Venedig –Ein starker, durchaus eigenwilliger Jahrgang, ohne klaren Favoriten. So fassen Festivalbeobachter den Internationalen Wettbewerb der heute zu Ende gehenden 73. Filmfestspiele von Venedig zusammen. Welches Werk die Jury um „Bond“-Regisseur Sam Mendes bei der weltweit ältesten Filmschau zum Sieger küren wird, steht folglich in den Sternen.
Anwärter auf den Goldenen Löwen ist die russisch-deutsche Produktion „Paradise“. Regisseur Andrej Kontschalowski erzählt in klar komponiertem Schwarz-Weiß von den Gräueln der NS-Vernichtungslager. Kontschalowskis Versuch, die Shoah und eine verwegene Lovestory zu kombinieren, überzeugte allerdings nicht alle Kritiker: „Hier scheitert ein Film an seinen Ambitionen“, urteilt etwa der Hollywood Reporter.

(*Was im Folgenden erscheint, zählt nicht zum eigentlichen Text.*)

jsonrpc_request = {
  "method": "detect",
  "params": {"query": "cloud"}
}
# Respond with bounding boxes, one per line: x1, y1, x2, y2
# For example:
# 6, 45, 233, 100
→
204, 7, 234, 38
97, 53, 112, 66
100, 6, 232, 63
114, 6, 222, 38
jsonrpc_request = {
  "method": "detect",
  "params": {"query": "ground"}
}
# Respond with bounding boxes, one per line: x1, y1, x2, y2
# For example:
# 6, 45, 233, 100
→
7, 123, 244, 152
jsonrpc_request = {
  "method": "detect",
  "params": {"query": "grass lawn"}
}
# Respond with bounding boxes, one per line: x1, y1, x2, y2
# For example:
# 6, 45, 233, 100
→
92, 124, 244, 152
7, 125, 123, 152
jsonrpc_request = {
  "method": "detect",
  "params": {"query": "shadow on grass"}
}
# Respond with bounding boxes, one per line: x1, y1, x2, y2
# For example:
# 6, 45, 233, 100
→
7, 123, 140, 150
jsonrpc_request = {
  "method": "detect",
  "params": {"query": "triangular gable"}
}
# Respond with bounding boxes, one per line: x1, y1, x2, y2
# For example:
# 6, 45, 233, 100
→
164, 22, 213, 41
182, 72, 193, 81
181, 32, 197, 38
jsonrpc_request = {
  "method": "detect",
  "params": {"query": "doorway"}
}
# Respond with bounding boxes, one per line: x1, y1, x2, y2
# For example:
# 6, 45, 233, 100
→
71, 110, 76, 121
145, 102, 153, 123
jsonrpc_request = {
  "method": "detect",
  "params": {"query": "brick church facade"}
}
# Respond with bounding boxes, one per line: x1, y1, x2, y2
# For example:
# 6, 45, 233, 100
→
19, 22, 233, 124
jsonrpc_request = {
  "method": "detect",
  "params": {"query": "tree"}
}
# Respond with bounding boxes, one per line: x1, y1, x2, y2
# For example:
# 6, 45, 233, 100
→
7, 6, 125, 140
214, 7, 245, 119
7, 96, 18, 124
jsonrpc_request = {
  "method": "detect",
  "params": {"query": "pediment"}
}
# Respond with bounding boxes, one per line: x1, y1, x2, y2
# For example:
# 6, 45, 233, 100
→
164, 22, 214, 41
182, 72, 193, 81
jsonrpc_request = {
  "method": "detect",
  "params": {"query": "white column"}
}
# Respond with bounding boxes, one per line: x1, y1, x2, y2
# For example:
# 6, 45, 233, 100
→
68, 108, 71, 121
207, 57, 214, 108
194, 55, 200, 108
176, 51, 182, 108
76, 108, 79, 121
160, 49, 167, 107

Das Branchenblatt favorisiert indessen den Eröffnungsfilm „La La Land“, mit dem sich Regisseur Damien Chazelle vor den großen Hollywood-Musicals der 40er- und 50er-Jahre verneigt. Der Film mit Ryan Gosling und Emma Stone gilt Statistikern bereits jetzt als Oscar-Kandidat: Schließlich feierten zuletzt mit „Spotlight“, „Birdman“ und „Gravity“ gleich drei Oscar-Abräumer ihre Weltpremiere am Lido.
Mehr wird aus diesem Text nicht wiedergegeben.